See! That's the spirit! Random friendliness is where it's at. I'm not on AIM a ton but I'm adding you.


----------



## mechagirl (Nov 12, 2003)

> I don't know how to just make friends with random people, have no idea how to "kick it" or what that even means, would tend to bore most people to death, and am too old to change who I am.


ditto...Ive been here for years & Im still a stranger..and my Asperger's kinda makes it harder cuz I actually enjoy being alone...


----------



## Becky (Nov 5, 2003)

You could join our dating site and see what you find over there 

http://www.socialanxietysupport.com/con ... /index.php


----------



## LoneLioness (Nov 16, 2003)

Sad to say I've had worse luck meeting anyone here then from most other sites. :sigh Everyone here stops responding to me after a while so it can't even get to the meeting stage, I haven't even talked on the phone to anyone here. :cry


----------



## Zephyr (Nov 8, 2003)

> I haven't even talked on the phone to anyone here.

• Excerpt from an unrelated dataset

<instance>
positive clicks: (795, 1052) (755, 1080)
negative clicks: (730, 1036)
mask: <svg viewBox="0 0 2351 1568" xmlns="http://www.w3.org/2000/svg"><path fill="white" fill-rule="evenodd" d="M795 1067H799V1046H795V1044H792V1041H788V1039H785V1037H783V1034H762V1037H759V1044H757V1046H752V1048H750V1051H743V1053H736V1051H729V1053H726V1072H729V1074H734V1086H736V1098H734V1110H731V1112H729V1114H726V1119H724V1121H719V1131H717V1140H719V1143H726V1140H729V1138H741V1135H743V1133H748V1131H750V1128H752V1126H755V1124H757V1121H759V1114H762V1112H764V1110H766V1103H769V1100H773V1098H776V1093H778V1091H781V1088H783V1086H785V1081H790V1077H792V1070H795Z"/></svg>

I doubt many people have. I hear phoning is pretty expensive these days. Plus, you know, of course, the whole social anxiety thing, which pretty much goes without saying...even though I just said it.


----------



## joe81 (Dec 16, 2006)

seems people here prefer to at arms length with each other.....I haven't been a member that long....but its how it seems.....


----------



## Jamie is friendless (Jan 22, 2007)

If I were anyone else here, I wouldn't really want to meet myself.


----------



## millenniumman75 (Feb 4, 2005)

*Re: re: What the heck?*



Jamie is friendless said:


> If I were anyone else here, I wouldn't really want to meet myself.

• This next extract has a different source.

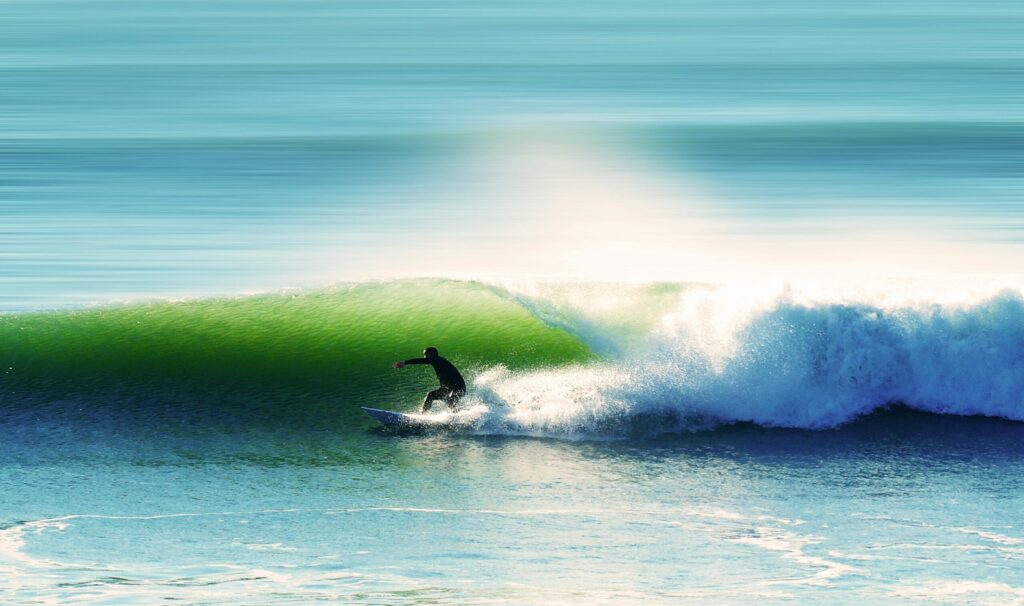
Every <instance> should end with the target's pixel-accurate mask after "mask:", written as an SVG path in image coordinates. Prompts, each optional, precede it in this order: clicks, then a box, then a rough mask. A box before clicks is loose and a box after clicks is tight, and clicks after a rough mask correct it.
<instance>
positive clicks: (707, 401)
mask: <svg viewBox="0 0 1024 606" xmlns="http://www.w3.org/2000/svg"><path fill="white" fill-rule="evenodd" d="M581 334H582V333H581ZM1022 352H1024V299H1022V297H1021V294H1020V293H1019V292H1016V291H1005V292H1000V293H996V294H994V295H992V296H989V297H987V298H983V299H981V300H977V301H975V302H973V303H955V304H952V303H946V304H939V303H921V302H916V303H905V304H897V305H885V306H883V305H880V304H870V303H858V302H812V301H805V300H801V298H800V297H798V296H797V295H795V294H793V293H792V292H791V293H782V294H780V295H778V296H777V297H775V298H772V299H769V300H768V301H761V302H752V301H750V300H744V295H743V294H742V293H739V294H737V293H730V292H728V290H725V289H715V288H693V289H688V290H682V291H681V292H680V293H679V299H678V308H677V309H676V310H675V311H673V312H671V313H668V314H666V315H664V316H663V317H660V319H659V321H658V322H657V324H656V327H655V328H653V329H652V330H651V332H650V333H649V335H648V337H647V339H646V342H645V343H644V346H643V347H642V348H639V349H634V350H633V351H632V353H630V354H627V355H626V356H624V357H623V358H622V359H617V360H614V361H612V362H608V363H604V364H589V365H586V366H581V367H575V369H561V370H555V371H550V372H540V373H536V372H535V373H513V372H508V371H504V370H501V369H498V370H492V371H489V372H488V373H485V374H483V375H481V376H479V377H478V378H477V379H476V385H475V390H474V392H475V394H476V397H477V398H478V399H479V401H480V403H482V404H483V405H484V406H486V407H487V408H488V409H495V410H501V413H499V414H496V415H490V416H484V417H482V418H481V420H480V422H479V423H478V424H477V429H478V430H480V431H484V432H487V431H512V432H518V433H538V434H559V435H570V436H592V435H626V434H636V433H637V432H638V431H639V432H641V433H648V432H653V433H658V432H665V431H687V430H699V429H710V428H715V427H719V426H721V425H723V424H731V423H737V422H750V423H755V424H758V425H761V426H765V427H787V428H803V429H827V428H835V427H839V426H841V425H843V424H846V423H849V422H850V421H852V420H854V419H857V418H858V417H861V416H864V415H866V414H869V413H872V412H874V410H877V409H879V408H881V407H885V406H888V405H891V404H897V403H898V404H902V405H905V406H909V407H911V408H915V409H920V410H924V412H929V413H937V414H951V415H981V416H988V417H998V418H1004V419H1009V420H1015V421H1024V355H1022Z"/></svg>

That's what I said about myself at one time.....our SA keeps us so pre-occupied, we can't tell if any girl is interested. :stu


----------



## odd_one_out (Aug 22, 2006)

I think that's what a lot of people here think. We're also too socially anxious to even PM that much. I always assume it'd freak the person out too much so I hesitate. If they don't reply to a message, I assume I've offended or scared them.


----------



## njodis (Nov 8, 2006)

Haha, yeah, I feel that way too. I don't think anyone here would want to meet me, either. :lol


----------



## quagaar145 (Feb 8, 2007)

I don't post here much, mostly lurk, but I would be happy to be in contact with y'all.

A lot of people seem to be afraid of reaching out because they think it would be bothering the other person or something? Well, I am really lonely these days and would love getting email or IMs from people! So I will just say, if you want to reach out to someone, email me at [email protected] and we can talk. I wanna get to know you guys, because we are a lot alike.

And don't not email just because you are far away and you think it will do no good to have a friend across the country... I moved to England to get married to a guy I met online, so it does happen (although it didn't work out and we divorced, so maybe that's not the best example).


----------



## lyssado707 (Oct 29, 2004)

Njodis said:


> I would do it if I actually lived anywhere near another person that visited this board.


 :ditto No one lives where I live :rain


----------